Не вытирая со лба блаженной испарины, она медленно укладывалась в приготовленную матерью постель. Надевала на высокий коричневый нос очки. Брала со столика маленькое, с золотым обрезом, Евангелие. Помещала книгу в желтое пятно настольной лампы. Коробейников со стороны смотрел, какое у нее серьезное, строгое, чудесное лицо. Как слабо и вдохновенно шевелятся ее губы. Поблескивают очки. Вздымается и опускается на груди одеяло. Как пламенеют на коврике в ее изголовье рукодельные маки. Старался угадать, какие строки текут мимо ее внимательных глаз.
Древний город вздымает над зубчатыми стенами каменные смуглые башни. Толпится темнолицый народ. Стелет в горячую пыль красные ковры, кидает шелковые подушки, сыплет свежие розы. На тонконогом хрупком осляти в овальные ворота въезжает Христос, и за край его белой хламиды прицепилась алая роза.
11
Коробейников решил навестить своего друга, архитектора-футуролога Шмелева, чья мастерская с макетом «Города Будущего» размещалась в полуподвале угрюмого, запущенного дома, невдалеке от Красной площади, по другую сторону ГУМа. Кварталы старинных купеческих лабазов, торговые склады, товарные хранилища, тяжелые, закопченные, грязно-желтого, ржавого цвета, напоминали откосы песчаника с зияющими провалами пещер, в которых таилась загадочная катакомбная жизнь. Путь в мастерскую пролегал через Красную площадь, куда Коробейников спустился по дуге моста, пропустив под собой солнечное ликование реки с легкомысленным белым корабликом, глядя, как вырастает впереди колючее и косматое, похожее на разноцветного петуха, несусветное диво Василия Блаженного.
Площадь с самого детства действовала на Коробейникова таинственной, пугающе-восхитительной мощью, чья природа оставалась невыясненной. Словно место вокруг Кремля являло собой неземную материю, от которой веяло загадочной инопланетной красотой.

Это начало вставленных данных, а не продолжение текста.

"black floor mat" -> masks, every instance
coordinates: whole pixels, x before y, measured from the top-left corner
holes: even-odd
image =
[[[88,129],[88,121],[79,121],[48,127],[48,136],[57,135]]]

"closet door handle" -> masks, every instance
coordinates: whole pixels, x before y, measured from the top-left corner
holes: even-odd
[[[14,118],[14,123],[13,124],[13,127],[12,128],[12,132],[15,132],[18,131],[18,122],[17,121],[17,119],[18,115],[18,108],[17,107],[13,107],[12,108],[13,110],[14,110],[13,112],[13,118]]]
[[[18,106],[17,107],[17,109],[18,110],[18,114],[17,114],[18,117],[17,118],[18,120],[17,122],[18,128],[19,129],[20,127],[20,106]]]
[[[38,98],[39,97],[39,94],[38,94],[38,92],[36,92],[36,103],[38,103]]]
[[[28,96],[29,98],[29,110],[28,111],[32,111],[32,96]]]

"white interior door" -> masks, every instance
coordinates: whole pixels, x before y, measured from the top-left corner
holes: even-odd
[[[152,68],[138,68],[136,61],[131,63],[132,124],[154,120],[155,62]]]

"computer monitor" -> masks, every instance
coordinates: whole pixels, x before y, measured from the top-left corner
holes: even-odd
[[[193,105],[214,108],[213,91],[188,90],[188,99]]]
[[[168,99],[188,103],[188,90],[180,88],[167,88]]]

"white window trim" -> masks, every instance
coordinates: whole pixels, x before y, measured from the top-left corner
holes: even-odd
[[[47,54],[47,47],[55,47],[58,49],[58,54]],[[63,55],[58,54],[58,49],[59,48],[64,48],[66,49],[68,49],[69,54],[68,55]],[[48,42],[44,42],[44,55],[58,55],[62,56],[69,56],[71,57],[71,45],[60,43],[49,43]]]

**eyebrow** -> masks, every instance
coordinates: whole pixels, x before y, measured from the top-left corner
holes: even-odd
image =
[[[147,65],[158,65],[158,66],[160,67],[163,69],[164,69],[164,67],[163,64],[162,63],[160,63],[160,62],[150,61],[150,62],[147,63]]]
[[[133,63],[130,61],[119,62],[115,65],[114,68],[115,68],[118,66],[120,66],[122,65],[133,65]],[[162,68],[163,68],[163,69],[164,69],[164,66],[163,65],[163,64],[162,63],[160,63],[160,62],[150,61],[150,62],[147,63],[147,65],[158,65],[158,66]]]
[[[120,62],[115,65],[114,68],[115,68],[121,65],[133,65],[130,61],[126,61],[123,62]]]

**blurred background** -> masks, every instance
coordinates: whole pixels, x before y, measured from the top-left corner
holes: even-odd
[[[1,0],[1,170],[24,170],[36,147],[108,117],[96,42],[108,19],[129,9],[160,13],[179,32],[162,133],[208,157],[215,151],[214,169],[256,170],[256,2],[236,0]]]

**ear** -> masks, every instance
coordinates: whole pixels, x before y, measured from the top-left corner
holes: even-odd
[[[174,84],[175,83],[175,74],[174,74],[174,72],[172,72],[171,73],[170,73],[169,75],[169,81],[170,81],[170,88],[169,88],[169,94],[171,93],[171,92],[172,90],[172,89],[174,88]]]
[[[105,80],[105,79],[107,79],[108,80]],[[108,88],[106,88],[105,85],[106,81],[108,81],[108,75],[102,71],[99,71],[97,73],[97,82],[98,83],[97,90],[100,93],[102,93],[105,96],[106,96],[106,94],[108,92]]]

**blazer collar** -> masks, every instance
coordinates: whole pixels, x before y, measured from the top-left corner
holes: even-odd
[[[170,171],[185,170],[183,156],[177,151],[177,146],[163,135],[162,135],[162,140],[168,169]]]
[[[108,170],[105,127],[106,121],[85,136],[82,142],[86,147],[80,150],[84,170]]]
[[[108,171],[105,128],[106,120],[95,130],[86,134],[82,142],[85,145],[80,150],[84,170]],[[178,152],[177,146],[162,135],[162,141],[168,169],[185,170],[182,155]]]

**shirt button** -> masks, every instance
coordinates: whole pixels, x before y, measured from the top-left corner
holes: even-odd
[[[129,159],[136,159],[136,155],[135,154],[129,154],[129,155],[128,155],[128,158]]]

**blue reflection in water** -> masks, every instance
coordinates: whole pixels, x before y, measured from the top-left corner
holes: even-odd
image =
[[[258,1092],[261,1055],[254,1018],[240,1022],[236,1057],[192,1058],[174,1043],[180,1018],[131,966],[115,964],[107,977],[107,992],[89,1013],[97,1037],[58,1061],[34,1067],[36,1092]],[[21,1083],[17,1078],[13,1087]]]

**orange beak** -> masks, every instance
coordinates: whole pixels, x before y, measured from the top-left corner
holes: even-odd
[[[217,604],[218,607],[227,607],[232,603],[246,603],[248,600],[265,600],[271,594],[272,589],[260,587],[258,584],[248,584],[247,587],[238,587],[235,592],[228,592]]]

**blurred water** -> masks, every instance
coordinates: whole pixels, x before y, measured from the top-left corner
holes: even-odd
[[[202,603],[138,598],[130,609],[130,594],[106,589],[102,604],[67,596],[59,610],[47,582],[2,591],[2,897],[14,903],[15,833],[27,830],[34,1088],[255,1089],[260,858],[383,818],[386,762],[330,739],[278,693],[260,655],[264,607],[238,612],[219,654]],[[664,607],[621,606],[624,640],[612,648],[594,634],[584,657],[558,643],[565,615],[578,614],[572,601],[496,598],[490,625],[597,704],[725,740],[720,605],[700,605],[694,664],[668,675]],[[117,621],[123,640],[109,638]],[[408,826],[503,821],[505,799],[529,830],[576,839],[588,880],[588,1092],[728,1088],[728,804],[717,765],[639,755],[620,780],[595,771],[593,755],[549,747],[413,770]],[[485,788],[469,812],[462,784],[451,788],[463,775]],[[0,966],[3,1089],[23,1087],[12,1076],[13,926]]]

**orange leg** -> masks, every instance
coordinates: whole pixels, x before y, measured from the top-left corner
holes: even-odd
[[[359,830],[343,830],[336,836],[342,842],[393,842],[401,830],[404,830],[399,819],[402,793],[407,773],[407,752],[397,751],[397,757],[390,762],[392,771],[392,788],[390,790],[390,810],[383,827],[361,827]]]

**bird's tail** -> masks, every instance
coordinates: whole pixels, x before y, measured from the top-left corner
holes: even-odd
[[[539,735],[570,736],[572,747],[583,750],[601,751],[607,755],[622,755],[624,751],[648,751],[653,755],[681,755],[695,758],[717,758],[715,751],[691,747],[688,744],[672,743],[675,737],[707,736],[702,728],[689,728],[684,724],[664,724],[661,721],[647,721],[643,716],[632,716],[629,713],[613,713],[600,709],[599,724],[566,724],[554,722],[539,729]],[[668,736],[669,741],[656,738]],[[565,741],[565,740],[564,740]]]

Брусчатка, черная, с холодным блеском, напоминала намагниченное железо, которое округло выступило из сердцевины Земли, обнажая глубинную суть космического тела. Земное ядро вылупилось сквозь кору, мантию, неостывшие газы и жидкости и застыло, в зазубринах, вмятинах, с тусклыми каплями света, какие бывают на старинных чугунных ядрах, пропущенных сквозь взрыв и огонь. Красная площадь, ее выпуклость и округлость, тусклый, смугло-коричневый блеск заставляли думать, что Кремль построен на громадном железном метеорите, прилетевшем из отдаленной галактики, взрывная волна которого до сих пор сотрясает Землю. Порождает войны, революции, великие переселения, смущения умов, заставляя громадный народ действовать и творить среди трех океанов.
Алый, нежно-телесный Кремль был существом, поселившимся на этой стальной планете. Стены, прилепившиеся к черной поверхности, казались красной дышащей кожей морского моллюска. Или бархатным влажным грибом на мокром камне. Или огромной, с зубцами и колючками, сочной личинкой, по которой вдоль чувственного тела прокатывались едва различимые волны перистальтики. Слабые судороги, проталкивающие сгустки питательного вещества. Это алое гибкое животное было порождением инопланетной жизни, питалось металлами, магнитными полями, бьющим из небес излучением.
Такое же впечатление производил храм Василия Блаженного, казавшийся фантастической актинией моря. Колебался от подводных течений, поминутно менял цвет, выпускал и сжимал радужные щупальца и лепестки. Море, в котором поселилась актиния, было едко-синим, кислотным, с оттенком медного купороса.
Заросли серебряных и золотых крестов, солнечных чаш и соцветий были подобием хрупких мхов, выраставших под лазурью неземного неба. И эти мхи, наделенные разумом, обладали свойством вызывать в душе легкое веселящее чувство.
Мавзолей был кристаллом, взращенным среди колоссальных температур и давлений. Своей идеальной формой воспроизводил геометрическую теорему Вселенной, где конструкция соперничает с бесформенным хаосом, а интеллект – с бессмысленной бесконечностью. В недрах кристалла, запрессованный в грани и плоскости, таился загадочный сонный вирус. В дремлющем виде переносился из одной части Вселенной в другую. Попадая в благоприятные условия, просыпался, выступал на поверхности кристалла. Овладевал присутствующей на планете формой жизни, побуждая ее к революционным превращениям и катаклизмам.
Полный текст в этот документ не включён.